When the next plate of food came out that wasn't ours I was done. At this point, I don't know if that table had come in before or after us. It no longer mattered. I had reached a dangerous point where irrational thoughts began to bubble up from the dark side of my mind and sound plausible. My hand wrapped menacingly around my glass of ice water -- the only "food" on the table -- and I had a strong urge to throw it at the waitress.
First of all, that kind of behavior was only cute on "Dynasty." Who didn't love it when Alexis slapped the crap out of Crystal? Blunt hair cuts and shoulder pads flying; it was fabulous. Second, some my best friends are waitresses. If a customer did that to one them I'd be ready to put my hair up in a pony tail, take off the jewelry, grease up and roll.
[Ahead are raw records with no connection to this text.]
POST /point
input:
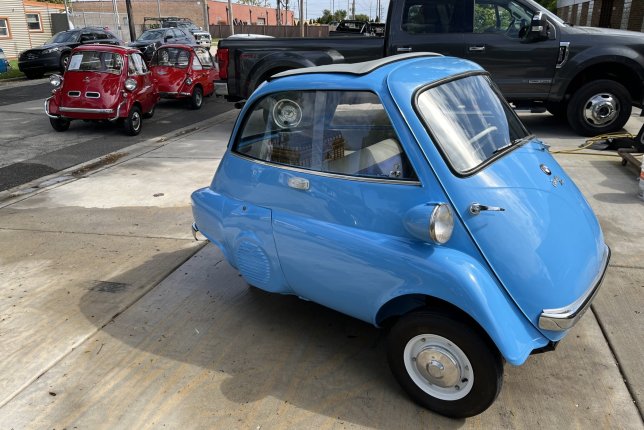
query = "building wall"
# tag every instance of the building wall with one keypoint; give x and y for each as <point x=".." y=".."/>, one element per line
<point x="44" y="10"/>
<point x="248" y="14"/>
<point x="19" y="39"/>
<point x="624" y="14"/>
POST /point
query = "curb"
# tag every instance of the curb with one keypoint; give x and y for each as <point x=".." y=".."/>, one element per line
<point x="107" y="161"/>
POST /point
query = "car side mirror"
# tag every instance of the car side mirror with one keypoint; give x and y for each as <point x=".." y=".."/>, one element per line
<point x="538" y="29"/>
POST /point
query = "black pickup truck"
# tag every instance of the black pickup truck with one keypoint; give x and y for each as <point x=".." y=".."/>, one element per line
<point x="589" y="76"/>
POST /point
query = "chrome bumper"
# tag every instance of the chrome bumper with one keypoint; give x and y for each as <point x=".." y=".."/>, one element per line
<point x="221" y="89"/>
<point x="564" y="318"/>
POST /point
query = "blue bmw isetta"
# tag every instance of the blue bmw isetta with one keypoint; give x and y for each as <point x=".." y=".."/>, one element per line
<point x="406" y="192"/>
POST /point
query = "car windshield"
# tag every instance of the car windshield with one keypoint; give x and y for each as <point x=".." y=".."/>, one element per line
<point x="175" y="57"/>
<point x="64" y="37"/>
<point x="152" y="35"/>
<point x="94" y="61"/>
<point x="469" y="121"/>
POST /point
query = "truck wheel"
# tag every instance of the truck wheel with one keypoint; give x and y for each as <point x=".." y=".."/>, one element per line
<point x="443" y="364"/>
<point x="59" y="124"/>
<point x="196" y="101"/>
<point x="558" y="110"/>
<point x="599" y="107"/>
<point x="133" y="121"/>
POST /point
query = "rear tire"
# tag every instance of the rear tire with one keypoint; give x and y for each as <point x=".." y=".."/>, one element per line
<point x="134" y="121"/>
<point x="150" y="114"/>
<point x="196" y="101"/>
<point x="599" y="107"/>
<point x="34" y="75"/>
<point x="444" y="364"/>
<point x="59" y="124"/>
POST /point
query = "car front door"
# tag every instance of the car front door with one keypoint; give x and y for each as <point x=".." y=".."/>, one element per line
<point x="339" y="183"/>
<point x="521" y="69"/>
<point x="430" y="26"/>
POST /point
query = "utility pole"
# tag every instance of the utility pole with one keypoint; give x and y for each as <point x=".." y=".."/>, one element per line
<point x="130" y="21"/>
<point x="230" y="17"/>
<point x="206" y="18"/>
<point x="301" y="18"/>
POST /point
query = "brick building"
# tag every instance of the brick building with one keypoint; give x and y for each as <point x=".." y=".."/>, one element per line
<point x="88" y="10"/>
<point x="622" y="14"/>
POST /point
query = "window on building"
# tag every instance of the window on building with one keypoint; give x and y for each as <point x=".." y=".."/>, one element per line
<point x="33" y="22"/>
<point x="5" y="32"/>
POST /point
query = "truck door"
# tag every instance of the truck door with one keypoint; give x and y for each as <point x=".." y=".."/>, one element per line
<point x="429" y="26"/>
<point x="521" y="70"/>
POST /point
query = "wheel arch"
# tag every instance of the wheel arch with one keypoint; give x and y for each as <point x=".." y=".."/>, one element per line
<point x="487" y="309"/>
<point x="622" y="72"/>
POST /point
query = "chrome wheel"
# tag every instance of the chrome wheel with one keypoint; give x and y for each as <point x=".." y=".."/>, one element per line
<point x="601" y="109"/>
<point x="438" y="367"/>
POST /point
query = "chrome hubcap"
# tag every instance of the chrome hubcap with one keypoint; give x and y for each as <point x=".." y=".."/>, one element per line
<point x="601" y="109"/>
<point x="136" y="121"/>
<point x="438" y="367"/>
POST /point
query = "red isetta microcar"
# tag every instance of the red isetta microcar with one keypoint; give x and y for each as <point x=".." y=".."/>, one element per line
<point x="183" y="71"/>
<point x="103" y="83"/>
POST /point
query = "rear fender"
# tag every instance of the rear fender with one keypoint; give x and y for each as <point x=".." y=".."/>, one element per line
<point x="463" y="282"/>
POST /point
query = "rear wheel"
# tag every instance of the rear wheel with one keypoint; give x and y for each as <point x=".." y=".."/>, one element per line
<point x="59" y="124"/>
<point x="196" y="101"/>
<point x="150" y="114"/>
<point x="444" y="364"/>
<point x="133" y="122"/>
<point x="34" y="75"/>
<point x="599" y="107"/>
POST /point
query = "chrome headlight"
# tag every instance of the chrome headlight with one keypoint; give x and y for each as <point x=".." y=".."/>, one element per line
<point x="130" y="84"/>
<point x="441" y="224"/>
<point x="50" y="50"/>
<point x="56" y="80"/>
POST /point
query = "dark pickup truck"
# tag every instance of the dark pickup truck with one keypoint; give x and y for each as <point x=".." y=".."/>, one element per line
<point x="589" y="76"/>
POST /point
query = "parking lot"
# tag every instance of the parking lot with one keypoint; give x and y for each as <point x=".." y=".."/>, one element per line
<point x="112" y="316"/>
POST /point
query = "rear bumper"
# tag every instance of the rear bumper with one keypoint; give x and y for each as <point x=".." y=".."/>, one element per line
<point x="564" y="318"/>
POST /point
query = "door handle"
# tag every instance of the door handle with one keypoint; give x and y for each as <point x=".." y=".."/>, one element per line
<point x="477" y="208"/>
<point x="298" y="183"/>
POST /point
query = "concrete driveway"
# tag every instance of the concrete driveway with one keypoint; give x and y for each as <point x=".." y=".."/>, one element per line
<point x="111" y="316"/>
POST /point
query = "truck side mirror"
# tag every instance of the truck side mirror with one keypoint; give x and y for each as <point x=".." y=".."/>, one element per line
<point x="538" y="29"/>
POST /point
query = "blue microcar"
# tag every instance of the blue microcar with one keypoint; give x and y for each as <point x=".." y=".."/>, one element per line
<point x="406" y="192"/>
<point x="4" y="63"/>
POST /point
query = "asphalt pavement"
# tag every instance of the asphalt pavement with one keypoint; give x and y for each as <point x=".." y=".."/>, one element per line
<point x="112" y="316"/>
<point x="31" y="149"/>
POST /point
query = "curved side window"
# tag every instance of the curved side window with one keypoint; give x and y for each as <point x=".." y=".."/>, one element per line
<point x="346" y="133"/>
<point x="469" y="121"/>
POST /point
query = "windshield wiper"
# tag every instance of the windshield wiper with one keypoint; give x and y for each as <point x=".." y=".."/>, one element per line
<point x="514" y="142"/>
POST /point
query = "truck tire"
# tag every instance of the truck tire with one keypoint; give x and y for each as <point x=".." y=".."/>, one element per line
<point x="444" y="364"/>
<point x="599" y="107"/>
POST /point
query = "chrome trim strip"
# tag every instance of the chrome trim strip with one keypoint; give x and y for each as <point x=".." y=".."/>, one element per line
<point x="118" y="111"/>
<point x="328" y="174"/>
<point x="563" y="318"/>
<point x="221" y="89"/>
<point x="85" y="110"/>
<point x="565" y="45"/>
<point x="47" y="108"/>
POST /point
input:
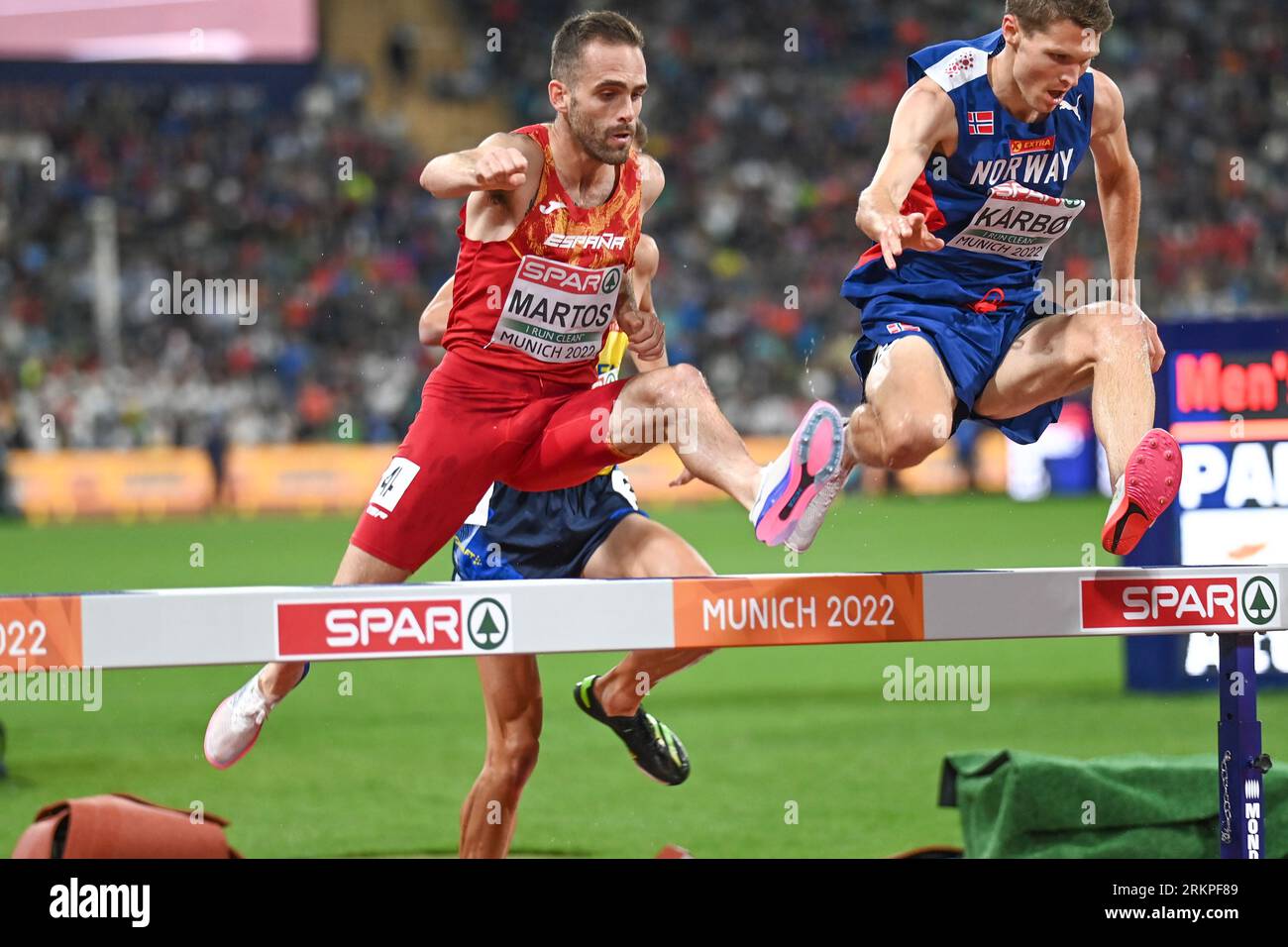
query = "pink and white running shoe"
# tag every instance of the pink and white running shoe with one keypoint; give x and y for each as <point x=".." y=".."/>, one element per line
<point x="1142" y="492"/>
<point x="235" y="725"/>
<point x="790" y="483"/>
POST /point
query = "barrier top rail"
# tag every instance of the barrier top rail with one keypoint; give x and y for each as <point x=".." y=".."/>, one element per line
<point x="256" y="624"/>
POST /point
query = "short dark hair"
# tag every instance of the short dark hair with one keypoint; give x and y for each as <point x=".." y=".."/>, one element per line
<point x="1035" y="16"/>
<point x="580" y="30"/>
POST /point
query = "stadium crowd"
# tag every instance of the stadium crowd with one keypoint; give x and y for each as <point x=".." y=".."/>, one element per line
<point x="768" y="119"/>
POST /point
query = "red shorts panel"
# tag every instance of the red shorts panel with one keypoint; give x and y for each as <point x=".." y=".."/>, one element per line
<point x="476" y="427"/>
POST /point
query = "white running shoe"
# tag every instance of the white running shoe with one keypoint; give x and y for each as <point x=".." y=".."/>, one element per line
<point x="802" y="538"/>
<point x="791" y="482"/>
<point x="236" y="723"/>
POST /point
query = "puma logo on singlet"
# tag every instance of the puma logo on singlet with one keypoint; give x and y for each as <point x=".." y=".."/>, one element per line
<point x="1076" y="110"/>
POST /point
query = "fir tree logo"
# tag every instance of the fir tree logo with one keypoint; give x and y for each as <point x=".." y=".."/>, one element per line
<point x="1260" y="600"/>
<point x="488" y="624"/>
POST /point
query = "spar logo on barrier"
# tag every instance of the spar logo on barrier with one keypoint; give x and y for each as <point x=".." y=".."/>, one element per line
<point x="1248" y="602"/>
<point x="381" y="628"/>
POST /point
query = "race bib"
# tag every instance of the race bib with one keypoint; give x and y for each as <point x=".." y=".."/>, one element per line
<point x="1019" y="223"/>
<point x="558" y="312"/>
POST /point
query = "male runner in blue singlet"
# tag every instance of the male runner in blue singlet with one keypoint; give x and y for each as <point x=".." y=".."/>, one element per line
<point x="965" y="202"/>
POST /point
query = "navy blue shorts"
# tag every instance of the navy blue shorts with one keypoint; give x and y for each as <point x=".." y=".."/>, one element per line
<point x="970" y="344"/>
<point x="546" y="535"/>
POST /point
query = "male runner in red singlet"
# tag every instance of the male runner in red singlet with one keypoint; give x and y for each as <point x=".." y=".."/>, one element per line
<point x="548" y="237"/>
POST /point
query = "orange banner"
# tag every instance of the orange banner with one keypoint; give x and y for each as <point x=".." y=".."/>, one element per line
<point x="62" y="484"/>
<point x="309" y="478"/>
<point x="40" y="631"/>
<point x="786" y="609"/>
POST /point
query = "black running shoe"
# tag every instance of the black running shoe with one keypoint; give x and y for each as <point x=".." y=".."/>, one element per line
<point x="653" y="745"/>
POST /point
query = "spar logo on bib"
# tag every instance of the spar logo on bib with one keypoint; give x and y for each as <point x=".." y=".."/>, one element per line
<point x="1018" y="223"/>
<point x="558" y="312"/>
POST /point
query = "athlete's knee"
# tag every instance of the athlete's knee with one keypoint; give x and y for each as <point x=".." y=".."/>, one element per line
<point x="513" y="755"/>
<point x="907" y="441"/>
<point x="1106" y="331"/>
<point x="678" y="385"/>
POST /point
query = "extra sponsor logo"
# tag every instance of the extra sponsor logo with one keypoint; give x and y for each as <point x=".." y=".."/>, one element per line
<point x="1207" y="602"/>
<point x="1025" y="146"/>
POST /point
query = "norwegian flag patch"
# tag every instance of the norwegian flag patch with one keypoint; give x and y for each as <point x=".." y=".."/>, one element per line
<point x="979" y="123"/>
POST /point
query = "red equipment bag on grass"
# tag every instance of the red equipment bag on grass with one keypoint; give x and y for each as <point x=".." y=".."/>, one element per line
<point x="121" y="826"/>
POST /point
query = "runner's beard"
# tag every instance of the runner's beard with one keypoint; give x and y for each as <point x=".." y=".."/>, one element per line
<point x="591" y="140"/>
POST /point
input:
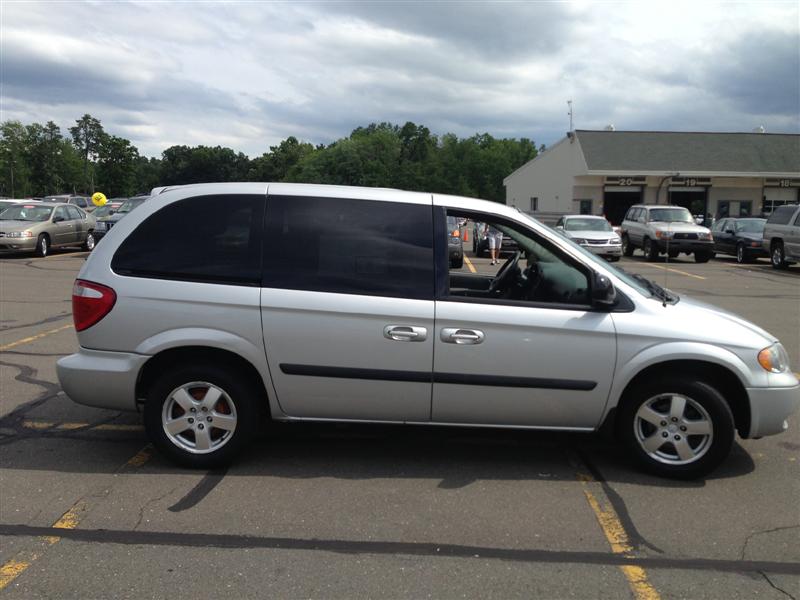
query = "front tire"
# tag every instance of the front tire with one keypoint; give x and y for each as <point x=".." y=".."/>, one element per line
<point x="650" y="250"/>
<point x="42" y="245"/>
<point x="676" y="427"/>
<point x="627" y="247"/>
<point x="201" y="415"/>
<point x="702" y="257"/>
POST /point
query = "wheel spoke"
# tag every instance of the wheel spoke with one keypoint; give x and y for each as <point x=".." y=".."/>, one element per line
<point x="226" y="422"/>
<point x="653" y="443"/>
<point x="699" y="427"/>
<point x="202" y="438"/>
<point x="677" y="406"/>
<point x="211" y="398"/>
<point x="176" y="426"/>
<point x="684" y="450"/>
<point x="648" y="414"/>
<point x="184" y="400"/>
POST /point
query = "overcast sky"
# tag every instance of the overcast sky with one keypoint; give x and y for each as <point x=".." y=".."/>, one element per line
<point x="247" y="75"/>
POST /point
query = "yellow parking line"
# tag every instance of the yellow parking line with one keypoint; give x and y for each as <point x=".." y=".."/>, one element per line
<point x="617" y="538"/>
<point x="71" y="426"/>
<point x="676" y="271"/>
<point x="33" y="338"/>
<point x="470" y="266"/>
<point x="69" y="520"/>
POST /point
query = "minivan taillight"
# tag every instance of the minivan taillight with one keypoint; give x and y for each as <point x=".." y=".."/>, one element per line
<point x="90" y="303"/>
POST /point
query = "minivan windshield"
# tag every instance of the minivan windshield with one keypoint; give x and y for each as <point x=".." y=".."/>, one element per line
<point x="587" y="224"/>
<point x="671" y="215"/>
<point x="636" y="282"/>
<point x="750" y="225"/>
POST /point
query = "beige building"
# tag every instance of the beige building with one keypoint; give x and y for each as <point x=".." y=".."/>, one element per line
<point x="605" y="172"/>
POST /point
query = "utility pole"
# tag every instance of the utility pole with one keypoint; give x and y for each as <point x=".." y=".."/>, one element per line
<point x="569" y="103"/>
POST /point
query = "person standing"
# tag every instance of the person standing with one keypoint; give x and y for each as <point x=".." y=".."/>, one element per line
<point x="495" y="239"/>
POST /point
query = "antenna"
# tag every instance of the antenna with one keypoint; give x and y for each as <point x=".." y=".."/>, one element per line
<point x="569" y="103"/>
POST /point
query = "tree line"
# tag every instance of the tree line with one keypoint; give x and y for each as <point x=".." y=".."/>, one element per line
<point x="37" y="160"/>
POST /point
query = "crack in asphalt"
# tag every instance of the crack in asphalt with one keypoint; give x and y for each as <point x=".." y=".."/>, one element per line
<point x="780" y="589"/>
<point x="636" y="539"/>
<point x="755" y="533"/>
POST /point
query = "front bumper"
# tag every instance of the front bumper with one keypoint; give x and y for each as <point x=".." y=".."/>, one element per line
<point x="687" y="246"/>
<point x="13" y="245"/>
<point x="604" y="249"/>
<point x="769" y="409"/>
<point x="101" y="378"/>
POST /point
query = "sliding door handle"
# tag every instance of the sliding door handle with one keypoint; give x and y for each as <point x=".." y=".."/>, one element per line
<point x="405" y="333"/>
<point x="455" y="335"/>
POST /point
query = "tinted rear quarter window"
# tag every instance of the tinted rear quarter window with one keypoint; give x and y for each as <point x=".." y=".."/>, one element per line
<point x="214" y="239"/>
<point x="781" y="215"/>
<point x="349" y="246"/>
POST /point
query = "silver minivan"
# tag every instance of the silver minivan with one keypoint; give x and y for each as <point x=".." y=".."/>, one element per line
<point x="217" y="307"/>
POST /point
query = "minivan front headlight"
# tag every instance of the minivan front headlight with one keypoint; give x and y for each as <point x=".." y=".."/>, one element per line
<point x="774" y="359"/>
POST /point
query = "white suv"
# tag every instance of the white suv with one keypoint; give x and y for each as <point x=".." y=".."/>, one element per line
<point x="215" y="307"/>
<point x="659" y="229"/>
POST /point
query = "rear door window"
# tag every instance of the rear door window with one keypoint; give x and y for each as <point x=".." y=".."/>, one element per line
<point x="214" y="239"/>
<point x="349" y="246"/>
<point x="781" y="215"/>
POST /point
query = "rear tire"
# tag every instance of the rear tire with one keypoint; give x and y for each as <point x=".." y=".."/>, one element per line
<point x="627" y="247"/>
<point x="180" y="415"/>
<point x="777" y="256"/>
<point x="89" y="244"/>
<point x="42" y="245"/>
<point x="650" y="250"/>
<point x="676" y="427"/>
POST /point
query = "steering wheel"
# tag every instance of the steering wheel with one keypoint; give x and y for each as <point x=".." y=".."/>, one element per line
<point x="503" y="277"/>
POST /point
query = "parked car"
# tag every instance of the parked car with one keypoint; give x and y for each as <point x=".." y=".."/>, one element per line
<point x="659" y="229"/>
<point x="480" y="243"/>
<point x="82" y="202"/>
<point x="593" y="233"/>
<point x="217" y="327"/>
<point x="6" y="202"/>
<point x="39" y="226"/>
<point x="741" y="237"/>
<point x="782" y="236"/>
<point x="104" y="224"/>
<point x="455" y="246"/>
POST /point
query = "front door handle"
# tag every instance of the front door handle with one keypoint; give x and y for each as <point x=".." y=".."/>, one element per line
<point x="456" y="335"/>
<point x="405" y="333"/>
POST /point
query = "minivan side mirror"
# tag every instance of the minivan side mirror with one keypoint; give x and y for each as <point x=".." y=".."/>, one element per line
<point x="603" y="293"/>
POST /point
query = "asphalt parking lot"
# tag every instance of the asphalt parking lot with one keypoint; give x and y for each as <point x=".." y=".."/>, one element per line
<point x="88" y="510"/>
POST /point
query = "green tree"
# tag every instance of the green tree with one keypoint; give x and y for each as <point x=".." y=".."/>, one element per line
<point x="88" y="137"/>
<point x="116" y="167"/>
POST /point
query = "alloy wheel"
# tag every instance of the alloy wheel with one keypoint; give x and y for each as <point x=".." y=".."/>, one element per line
<point x="199" y="417"/>
<point x="673" y="429"/>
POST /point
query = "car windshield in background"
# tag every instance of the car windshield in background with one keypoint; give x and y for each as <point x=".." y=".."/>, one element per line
<point x="129" y="205"/>
<point x="587" y="225"/>
<point x="671" y="215"/>
<point x="22" y="212"/>
<point x="750" y="225"/>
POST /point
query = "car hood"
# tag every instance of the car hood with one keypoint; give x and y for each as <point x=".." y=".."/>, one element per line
<point x="746" y="235"/>
<point x="18" y="225"/>
<point x="679" y="227"/>
<point x="595" y="235"/>
<point x="716" y="321"/>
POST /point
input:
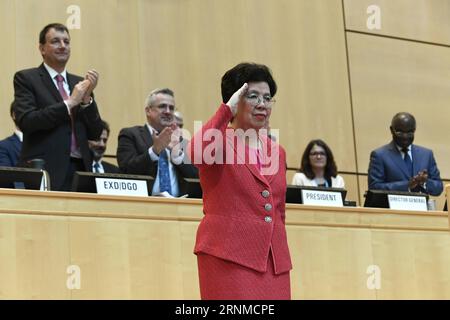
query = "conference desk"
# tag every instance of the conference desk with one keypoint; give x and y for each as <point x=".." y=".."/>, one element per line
<point x="116" y="247"/>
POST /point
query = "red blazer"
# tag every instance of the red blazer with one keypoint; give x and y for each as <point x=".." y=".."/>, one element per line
<point x="244" y="211"/>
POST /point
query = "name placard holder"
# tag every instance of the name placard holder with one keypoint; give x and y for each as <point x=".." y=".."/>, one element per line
<point x="410" y="203"/>
<point x="322" y="198"/>
<point x="121" y="187"/>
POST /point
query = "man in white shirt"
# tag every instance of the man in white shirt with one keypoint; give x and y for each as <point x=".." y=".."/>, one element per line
<point x="402" y="165"/>
<point x="56" y="110"/>
<point x="153" y="149"/>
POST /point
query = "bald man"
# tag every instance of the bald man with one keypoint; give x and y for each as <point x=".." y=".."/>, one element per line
<point x="402" y="165"/>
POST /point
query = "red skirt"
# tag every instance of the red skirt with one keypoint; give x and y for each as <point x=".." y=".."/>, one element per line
<point x="225" y="280"/>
When you're having an ethical quandary conventional wisdom suggests you that ask yourself What Would Jesus Do? As evidenced many times in the bible (changing water into wine, the miracle of the loaves and fishes, the last supper) Jesus likes to eat. I think he would have wanted his turkey club in a timely manner or know the reason why.
Besides, I think What Would Jesus Do?, is not a fair question. I know we're all God's children, but it's pretty safe to say Jesus is God's favorite. No matter what he does, God is gonna cut him a little slack.
A much better question to bring oneself back from the hunger induced brink is What Would Judge Judy Do? Given the facts she would agree that, yes, the service at Friendly's was bad, but it didn't excuse me tossing plates like frisbees and lobbing cutlery at the register like it was a dart board. It's moments like these when I miss my terrible twos. Those heady, free wheeling days when I could throw a tantrum without legal repercussions. Ah, youth.
Besides, you never know. Maybe the waitress had skills. Given the right set of circumstances, I might be willing to kick ass over a turkey club, but I'm pretty sure a reciprocal ass whipping would not be as pleasant. And if the rest of the staff jumped in too, some serious injury could be in the offing and not just my pride.
And so eschewing the dark side, and potential legal problems, we left. Walked out sans meal. I'm sure by the time I got home, cooked, ate, and cleaned the kitchen, our order was finally ready, complete with tomatoes.
I have since emailed the Friendly’s website, which seemed eager to know my comments, but I have yet to hear back. So what I thought was anomalous bad service is really emblematic of the wider corporate culture. Well, at least they’re consistent, or would be if they changed their name to Unfriendly’s.